Convenience scripts are provided in the `scripts/` directory:

```bash
# Train KV correction MLP
bash scripts/train.sh

# Run inference with correction
bash scripts/infer.sh
```

## 📊 Configuration

Key parameters you can adjust:

### Anchor Token Detection
- `k_value`: Number of top anchor tokens to select (default: 5)
- `attention_layer`: Which layer's attention to use (default: 20)
- `ffn_layer_start/end`: Layers for FFN update calculation (default: 20-21)

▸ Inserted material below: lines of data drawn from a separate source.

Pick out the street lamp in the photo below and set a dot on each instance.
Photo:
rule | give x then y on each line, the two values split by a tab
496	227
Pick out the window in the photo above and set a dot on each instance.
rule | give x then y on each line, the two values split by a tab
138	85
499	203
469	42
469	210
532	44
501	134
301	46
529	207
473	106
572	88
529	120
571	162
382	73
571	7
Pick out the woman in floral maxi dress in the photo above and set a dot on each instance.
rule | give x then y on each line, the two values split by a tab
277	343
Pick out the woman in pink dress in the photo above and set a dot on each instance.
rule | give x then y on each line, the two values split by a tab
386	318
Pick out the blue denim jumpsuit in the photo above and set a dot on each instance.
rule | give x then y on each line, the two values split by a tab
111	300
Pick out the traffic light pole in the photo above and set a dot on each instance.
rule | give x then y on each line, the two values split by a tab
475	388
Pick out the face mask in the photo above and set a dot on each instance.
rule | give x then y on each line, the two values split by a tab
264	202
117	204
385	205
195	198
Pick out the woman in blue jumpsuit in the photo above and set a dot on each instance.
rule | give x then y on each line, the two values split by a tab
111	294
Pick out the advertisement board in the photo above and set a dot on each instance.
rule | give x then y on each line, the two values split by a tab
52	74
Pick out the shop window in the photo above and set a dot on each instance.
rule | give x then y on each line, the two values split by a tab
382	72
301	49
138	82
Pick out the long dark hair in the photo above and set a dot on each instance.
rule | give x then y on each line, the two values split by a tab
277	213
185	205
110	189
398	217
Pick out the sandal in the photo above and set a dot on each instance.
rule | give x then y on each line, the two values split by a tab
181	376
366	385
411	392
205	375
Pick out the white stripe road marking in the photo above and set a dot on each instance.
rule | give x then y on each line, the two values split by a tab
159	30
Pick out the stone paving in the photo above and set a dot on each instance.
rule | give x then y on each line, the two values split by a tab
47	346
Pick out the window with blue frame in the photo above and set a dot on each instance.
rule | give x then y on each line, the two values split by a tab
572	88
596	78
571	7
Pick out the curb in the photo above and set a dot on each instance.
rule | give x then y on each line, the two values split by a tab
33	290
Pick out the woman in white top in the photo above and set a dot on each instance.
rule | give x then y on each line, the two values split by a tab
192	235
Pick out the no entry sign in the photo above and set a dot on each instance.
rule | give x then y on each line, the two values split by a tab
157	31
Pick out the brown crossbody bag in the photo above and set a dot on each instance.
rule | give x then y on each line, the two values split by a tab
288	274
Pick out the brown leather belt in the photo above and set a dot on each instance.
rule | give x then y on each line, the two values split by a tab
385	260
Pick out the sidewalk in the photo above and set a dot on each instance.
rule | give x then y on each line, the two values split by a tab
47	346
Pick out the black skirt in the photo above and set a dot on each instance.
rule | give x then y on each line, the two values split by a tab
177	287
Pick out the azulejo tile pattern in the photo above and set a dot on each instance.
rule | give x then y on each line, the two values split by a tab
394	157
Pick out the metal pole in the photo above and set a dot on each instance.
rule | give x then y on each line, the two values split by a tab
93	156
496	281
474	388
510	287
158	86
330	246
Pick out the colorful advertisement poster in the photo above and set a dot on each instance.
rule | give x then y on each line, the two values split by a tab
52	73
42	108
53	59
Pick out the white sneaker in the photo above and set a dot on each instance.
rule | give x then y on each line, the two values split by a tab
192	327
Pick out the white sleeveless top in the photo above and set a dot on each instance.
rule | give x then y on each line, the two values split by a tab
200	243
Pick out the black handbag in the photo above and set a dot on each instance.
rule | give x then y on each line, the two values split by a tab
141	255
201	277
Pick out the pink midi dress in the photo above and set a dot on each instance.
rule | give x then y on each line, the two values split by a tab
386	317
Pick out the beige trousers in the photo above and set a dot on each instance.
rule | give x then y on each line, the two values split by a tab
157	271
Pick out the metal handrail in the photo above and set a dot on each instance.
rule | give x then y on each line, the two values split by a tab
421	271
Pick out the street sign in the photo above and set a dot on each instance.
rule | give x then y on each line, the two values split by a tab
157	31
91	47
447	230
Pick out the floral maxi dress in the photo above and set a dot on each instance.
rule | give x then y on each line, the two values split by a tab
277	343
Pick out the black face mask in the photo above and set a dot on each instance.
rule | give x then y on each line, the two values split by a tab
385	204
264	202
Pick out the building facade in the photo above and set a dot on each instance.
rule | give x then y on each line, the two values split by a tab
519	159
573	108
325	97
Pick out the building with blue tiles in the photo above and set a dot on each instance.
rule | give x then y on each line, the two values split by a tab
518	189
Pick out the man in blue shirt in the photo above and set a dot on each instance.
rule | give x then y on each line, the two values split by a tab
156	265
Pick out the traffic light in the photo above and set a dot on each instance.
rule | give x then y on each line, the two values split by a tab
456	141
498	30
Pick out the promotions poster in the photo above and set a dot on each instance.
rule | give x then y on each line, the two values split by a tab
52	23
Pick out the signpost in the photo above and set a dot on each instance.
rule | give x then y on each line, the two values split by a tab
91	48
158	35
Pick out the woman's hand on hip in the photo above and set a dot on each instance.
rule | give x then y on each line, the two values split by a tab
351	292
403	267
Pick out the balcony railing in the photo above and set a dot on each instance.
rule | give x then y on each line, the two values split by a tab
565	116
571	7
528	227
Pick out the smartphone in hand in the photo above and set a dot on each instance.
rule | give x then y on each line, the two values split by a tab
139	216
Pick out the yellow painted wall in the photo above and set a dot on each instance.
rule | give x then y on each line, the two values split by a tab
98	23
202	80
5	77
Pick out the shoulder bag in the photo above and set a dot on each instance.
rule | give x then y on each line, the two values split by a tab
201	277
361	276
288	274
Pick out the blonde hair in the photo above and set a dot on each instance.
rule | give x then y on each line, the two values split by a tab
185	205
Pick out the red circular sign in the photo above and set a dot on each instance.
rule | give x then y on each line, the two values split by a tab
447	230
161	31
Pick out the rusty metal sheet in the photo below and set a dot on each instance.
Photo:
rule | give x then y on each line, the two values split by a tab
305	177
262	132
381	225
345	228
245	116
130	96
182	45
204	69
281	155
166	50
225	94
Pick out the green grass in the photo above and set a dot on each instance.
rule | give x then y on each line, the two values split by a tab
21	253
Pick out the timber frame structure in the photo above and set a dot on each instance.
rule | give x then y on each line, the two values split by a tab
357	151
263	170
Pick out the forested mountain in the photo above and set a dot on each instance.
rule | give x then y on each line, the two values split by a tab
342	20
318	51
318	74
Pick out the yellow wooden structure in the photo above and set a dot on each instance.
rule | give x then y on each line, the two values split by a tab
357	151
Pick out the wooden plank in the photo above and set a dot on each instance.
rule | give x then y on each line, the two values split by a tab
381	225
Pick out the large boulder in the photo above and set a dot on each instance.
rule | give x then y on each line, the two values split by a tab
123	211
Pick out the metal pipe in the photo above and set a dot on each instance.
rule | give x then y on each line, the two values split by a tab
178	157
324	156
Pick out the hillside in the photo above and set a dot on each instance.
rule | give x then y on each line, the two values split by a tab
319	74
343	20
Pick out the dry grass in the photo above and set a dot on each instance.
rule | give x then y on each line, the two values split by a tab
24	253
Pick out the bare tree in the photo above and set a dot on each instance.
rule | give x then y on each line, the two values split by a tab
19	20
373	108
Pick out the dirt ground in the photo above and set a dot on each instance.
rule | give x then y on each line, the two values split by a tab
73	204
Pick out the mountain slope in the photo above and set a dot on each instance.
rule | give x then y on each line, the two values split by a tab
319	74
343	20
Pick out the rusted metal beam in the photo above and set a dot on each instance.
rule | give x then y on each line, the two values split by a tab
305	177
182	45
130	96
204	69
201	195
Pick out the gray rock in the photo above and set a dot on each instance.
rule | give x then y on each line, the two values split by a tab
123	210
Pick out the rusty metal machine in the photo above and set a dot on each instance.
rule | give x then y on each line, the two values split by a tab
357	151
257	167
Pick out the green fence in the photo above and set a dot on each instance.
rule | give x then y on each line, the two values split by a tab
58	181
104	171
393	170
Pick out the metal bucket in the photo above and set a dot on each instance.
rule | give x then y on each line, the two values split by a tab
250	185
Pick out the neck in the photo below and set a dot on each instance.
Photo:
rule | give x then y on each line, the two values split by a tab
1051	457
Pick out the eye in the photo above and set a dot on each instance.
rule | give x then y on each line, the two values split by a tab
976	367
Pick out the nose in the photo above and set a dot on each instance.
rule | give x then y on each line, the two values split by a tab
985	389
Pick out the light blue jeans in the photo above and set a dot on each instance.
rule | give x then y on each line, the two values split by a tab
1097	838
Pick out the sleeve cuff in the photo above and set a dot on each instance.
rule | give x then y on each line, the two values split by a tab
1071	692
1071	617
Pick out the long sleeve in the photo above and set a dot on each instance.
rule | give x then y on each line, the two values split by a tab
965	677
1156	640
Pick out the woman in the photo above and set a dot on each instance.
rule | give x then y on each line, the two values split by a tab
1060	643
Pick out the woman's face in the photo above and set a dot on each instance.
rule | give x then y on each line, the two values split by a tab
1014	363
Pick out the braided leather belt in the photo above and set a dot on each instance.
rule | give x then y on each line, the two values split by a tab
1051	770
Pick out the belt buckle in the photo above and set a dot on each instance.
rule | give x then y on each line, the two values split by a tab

### Trigger Token Detection
- `k_value`: Number of top trigger tokens to select (default: 5)

### Training
- `batch_size`: Training batch size (default: 16)
- `learning_rate`: Learning rate (default: 1e-4)
- `num_epochs`: Maximum training epochs (default: 100)
- `hidden_dim1/2`: MLP hidden dimensions (default: 2048/1024)

## 📁 Data Format

The expected data format for training:

```
data_dir/
├── layer_{idx}/
│   ├── {dataset_name}_trigger_hidden.pt  # Trigger hidden states
│   ├── {dataset_name}_error_kv.pt        # Error KV states
│   └── {dataset_name}_anchor_kv.pt       # Ground truth anchor KV
└── {dataset_name}_sample_info.json       # Sample metadata
```

## 🎯 Model Checkpoints

Trained model checkpoints will be saved in the format:

```python
{
    'model_state_dict': ...,      # Model weights
    'optimizer_state_dict': ...,  # Optimizer state
    'epoch': ...,                 # Training epoch
    'train_loss': ...,            # Training loss
    'val_loss': ...,              # Validation loss
    'model_config': {             # Model configuration
        'input_dim': ...,
        'output_dim': ...
    }
}
```

Load a checkpoint:

```python
checkpoint = torch.load('path/to/checkpoint.pt')
model.load_state_dict(checkpoint['model_state_dict'])
```

## 🔬 Citation

If you use HEdit in your research, please cite our paper:

```bibtex
@article{hedit2025,
  title={Correcting in Hindsight: Editing Past Key-Value States for Robust LLM Reasoning},
  author={Anonymous},
  journal={ICML},
  year={2025}
}
```

## 📄 License

This project is licensed under the MIT License - see the [LICENSE](LICENSE) file for details.

## 🤝 Contributing

We welcome contributions! Please feel free to submit a Pull Request.

## 📮 Contact

For questions or feedback, please open an issue on GitHub.

## 🙏 Acknowledgments

This work builds upon the Transformers library by Hugging Face and PyTorch.

---

**Note**: This is research code. Model paths, data paths, and hyperparameters should be adjusted based on your specific setup and requirements. Some features may require additional preprocessing or data preparation not included in this release.